Home Improvement

A Chennai community struggles to leave behind the streets

Shiva Raj and 11 other members of his community obtained loans to buy autorickshaws. palani kumar / pep collective for the caravan
01 April, 2019

Shiva Raj was born on a footpath. He grew up on the streets. As a five-year-old, unable to afford a real football, he would kick around broken clay cups and paper balls. His earliest memories are of a sky bracketed by foliage, decrepit buildings and perforated plastic sheets, of huddling under cornices to prevent getting wet in the rains, of fighting for a little shade when the summer sun baked the tar on Chennai’s roads.
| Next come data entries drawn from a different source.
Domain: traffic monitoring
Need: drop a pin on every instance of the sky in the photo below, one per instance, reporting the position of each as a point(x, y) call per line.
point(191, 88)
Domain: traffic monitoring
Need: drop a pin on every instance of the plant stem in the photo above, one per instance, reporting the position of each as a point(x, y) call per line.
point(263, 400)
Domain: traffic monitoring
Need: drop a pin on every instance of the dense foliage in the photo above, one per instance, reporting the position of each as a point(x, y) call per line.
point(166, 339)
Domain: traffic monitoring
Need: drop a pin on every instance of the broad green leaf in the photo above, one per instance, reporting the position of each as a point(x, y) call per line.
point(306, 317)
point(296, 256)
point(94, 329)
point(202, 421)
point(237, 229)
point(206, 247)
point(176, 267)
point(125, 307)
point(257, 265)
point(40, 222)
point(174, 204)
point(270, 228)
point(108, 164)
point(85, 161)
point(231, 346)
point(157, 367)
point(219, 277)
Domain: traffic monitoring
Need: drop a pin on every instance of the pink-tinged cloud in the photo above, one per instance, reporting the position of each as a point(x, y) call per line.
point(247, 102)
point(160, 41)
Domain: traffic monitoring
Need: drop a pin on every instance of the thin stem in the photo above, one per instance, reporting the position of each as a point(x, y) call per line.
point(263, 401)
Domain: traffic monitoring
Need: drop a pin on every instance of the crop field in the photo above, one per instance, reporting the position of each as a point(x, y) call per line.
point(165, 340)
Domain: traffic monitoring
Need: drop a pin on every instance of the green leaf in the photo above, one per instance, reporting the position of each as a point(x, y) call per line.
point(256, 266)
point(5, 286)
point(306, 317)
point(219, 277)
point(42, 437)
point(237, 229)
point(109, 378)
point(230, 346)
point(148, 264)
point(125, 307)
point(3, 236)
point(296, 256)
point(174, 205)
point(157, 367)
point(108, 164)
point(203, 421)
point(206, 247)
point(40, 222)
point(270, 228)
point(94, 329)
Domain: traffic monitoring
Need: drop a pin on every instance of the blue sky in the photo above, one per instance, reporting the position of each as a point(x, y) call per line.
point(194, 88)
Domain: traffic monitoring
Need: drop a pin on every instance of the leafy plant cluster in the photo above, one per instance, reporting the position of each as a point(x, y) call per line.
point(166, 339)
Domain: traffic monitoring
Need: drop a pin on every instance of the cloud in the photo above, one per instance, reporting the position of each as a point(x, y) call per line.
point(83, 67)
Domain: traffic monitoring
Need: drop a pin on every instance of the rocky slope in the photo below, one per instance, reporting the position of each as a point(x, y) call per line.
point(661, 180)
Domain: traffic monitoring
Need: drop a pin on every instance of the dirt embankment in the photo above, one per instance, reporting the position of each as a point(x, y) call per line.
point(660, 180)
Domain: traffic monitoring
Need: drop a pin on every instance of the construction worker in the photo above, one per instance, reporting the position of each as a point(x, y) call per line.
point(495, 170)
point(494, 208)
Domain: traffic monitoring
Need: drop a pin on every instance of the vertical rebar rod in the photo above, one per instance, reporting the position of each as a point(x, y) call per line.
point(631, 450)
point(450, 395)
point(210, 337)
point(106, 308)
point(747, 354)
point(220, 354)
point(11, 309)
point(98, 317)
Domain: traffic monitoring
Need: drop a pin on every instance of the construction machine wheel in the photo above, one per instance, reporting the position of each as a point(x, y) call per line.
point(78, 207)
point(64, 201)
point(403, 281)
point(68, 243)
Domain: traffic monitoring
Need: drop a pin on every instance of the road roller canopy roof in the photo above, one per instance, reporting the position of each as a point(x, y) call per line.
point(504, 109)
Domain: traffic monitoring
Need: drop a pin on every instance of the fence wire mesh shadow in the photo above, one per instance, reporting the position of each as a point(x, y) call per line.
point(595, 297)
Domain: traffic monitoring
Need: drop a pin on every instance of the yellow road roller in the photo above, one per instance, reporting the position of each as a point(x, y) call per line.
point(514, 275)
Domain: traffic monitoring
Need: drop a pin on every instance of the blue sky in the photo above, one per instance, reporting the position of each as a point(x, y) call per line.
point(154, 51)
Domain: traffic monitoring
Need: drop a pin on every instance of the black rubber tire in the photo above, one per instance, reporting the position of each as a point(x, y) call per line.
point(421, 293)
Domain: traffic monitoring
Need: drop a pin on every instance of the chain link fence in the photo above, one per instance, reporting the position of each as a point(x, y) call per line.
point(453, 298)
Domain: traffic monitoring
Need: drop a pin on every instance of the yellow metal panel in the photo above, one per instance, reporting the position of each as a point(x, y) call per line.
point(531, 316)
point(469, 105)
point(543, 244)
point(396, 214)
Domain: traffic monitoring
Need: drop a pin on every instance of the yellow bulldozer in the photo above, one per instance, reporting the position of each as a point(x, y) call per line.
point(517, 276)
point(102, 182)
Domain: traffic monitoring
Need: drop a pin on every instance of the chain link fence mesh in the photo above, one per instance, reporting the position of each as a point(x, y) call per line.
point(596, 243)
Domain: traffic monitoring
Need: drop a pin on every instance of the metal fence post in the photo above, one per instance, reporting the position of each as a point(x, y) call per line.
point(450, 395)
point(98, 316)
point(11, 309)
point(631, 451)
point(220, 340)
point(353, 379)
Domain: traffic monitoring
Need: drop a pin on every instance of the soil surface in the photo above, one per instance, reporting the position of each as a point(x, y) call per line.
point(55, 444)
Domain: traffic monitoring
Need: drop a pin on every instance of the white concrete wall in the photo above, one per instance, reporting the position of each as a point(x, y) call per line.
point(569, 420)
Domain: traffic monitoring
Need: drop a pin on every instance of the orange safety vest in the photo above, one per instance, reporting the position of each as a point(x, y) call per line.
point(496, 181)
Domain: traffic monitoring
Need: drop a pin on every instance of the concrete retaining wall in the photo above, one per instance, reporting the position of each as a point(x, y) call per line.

His father repaired umbrellas and plastic buckets for a living. In the Margazhi month—which stretches from the middle of December to mid January—his parents managed to earn a little more as fortune tellers for slum dwellers preparing for the festival of Pongal. But these odd jobs did little to make ends meet, and a permanent home and access to school were out of reach. Raj would join his brother and three sisters, as well as other street children, in roaming the footpaths all day, occasionally disrupting the already hectic traffic. “We moved from one place to another throughout the day, sometimes with our parents, sometimes by ourselves,” Shiva, who is now 31 years old, recalled when we met in September 2018.

“We never begged,” he said. “We lived in the streets. We had no home. People threw money at us.” The stigma of begging is a burden Shiva has struggled to shed over the years. Today, he drives an autorickshaw, seeking to earn a steady income. He is also a big brother of sorts for his extended family, which belongs to the Indra Devendrakulam community. Formerly known as the Pallar caste, the community has traditionally practised tenant agriculture, and forms the second-largest scheduled caste in the state. Many members of the community have migrated to Chennai over the years, though the absence of housing and employment opportunities forced them into an itinerant existence, begging or performing odd jobs for a living.

Shiva’s life was transformed when he was ten years old, in 1998. Uma Venkatachalam, a social activist, spotted him and convinced his parents to enrol him and a few others into a local government school. Around the same time, the Tamil Nadu government tried to rehabilitate Chennai’s homeless population by providing them tax-free plots of land at the outskirts of the city. Shiva’s father and uncles pooled their meagre savings and built for themselves, for the first time in their lives, real homes that had brightly painted concrete walls.